Para manter a sua essência, a banda comprou a ideia da formação original proposta por Tim. “Sempre com três vocais e três metais. Por que não dois? Porque é muito simples. Dois sons não fazem um acorde, eles propõem um intervalo – pode ser de terça, de quinta, de nona, enfim. Com três, sim, você faz um acorde. Para o Tim, dois integrantes nos vocais e dois nos metais, não preenchiam esse pré-requisito mínimo”, esclarece.
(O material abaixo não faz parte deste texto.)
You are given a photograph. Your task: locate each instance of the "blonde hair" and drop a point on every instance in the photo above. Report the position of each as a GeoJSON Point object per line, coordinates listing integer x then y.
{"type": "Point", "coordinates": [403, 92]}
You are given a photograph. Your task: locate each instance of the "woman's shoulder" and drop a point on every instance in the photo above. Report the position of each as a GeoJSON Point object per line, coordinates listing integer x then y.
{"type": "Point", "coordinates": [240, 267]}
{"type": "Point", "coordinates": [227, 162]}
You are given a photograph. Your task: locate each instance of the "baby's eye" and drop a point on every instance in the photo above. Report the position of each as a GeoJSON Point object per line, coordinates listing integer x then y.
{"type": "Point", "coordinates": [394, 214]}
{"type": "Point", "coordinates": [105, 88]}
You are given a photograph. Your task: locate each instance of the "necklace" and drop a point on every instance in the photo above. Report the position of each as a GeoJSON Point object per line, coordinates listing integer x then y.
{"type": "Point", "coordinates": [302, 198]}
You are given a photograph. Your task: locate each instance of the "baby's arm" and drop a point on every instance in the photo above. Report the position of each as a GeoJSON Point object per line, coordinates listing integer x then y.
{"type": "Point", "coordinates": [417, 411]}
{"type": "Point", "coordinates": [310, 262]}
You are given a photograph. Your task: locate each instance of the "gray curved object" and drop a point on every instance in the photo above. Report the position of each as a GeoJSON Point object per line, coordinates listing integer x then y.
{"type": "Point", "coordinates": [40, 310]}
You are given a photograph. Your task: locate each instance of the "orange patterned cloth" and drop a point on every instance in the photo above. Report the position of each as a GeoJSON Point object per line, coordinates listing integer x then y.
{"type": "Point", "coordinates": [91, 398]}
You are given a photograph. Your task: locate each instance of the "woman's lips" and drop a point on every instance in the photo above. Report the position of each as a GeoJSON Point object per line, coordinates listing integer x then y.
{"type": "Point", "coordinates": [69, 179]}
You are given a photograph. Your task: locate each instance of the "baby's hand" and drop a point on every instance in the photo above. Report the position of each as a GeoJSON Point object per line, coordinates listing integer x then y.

Na voz, três vocais femininos estão sempre na formação, embora a ideia central seja de que todos soltem a voz na catarse sonora. “Se chegava um baterista mais técnico, mirrado, o Tim pegava a baqueta, sentava a porrada na bateria e falava pro cara: toma aqui cinquentinha para a sua passagem, um baseado para você queimar de noite com a sua esposa e tchau”, relembra. “Dava pena, mas era o jeito dele.”
A estrutura da big band é linda na teoria e no jeito Tim Maia de fazer música, mas os dias de hoje pedem um pé na realidade e outro na praticidade. “Muitas vezes essa estrutura é inviável para shows no Norte, Nordeste... É um staff grande, 12 ou 14 tocando, mais uma equipe técnica com cinco pessoas.
Não tem como fazer se não for uma pequena turnê, com três ou quatro shows”, conta.
É impossível dissociar a banda do seu criador, e o criador da criatura. Se lançar um álbum hoje em dia não é tarefa simples, Claudio Mazza e companhia trabalham duro para manter viva a memória dos bons tempos da soul music e o espírito das big bands. “Se pudermos ser influência para qualquer meia dúzia, já é um orgulho enorme para nós”.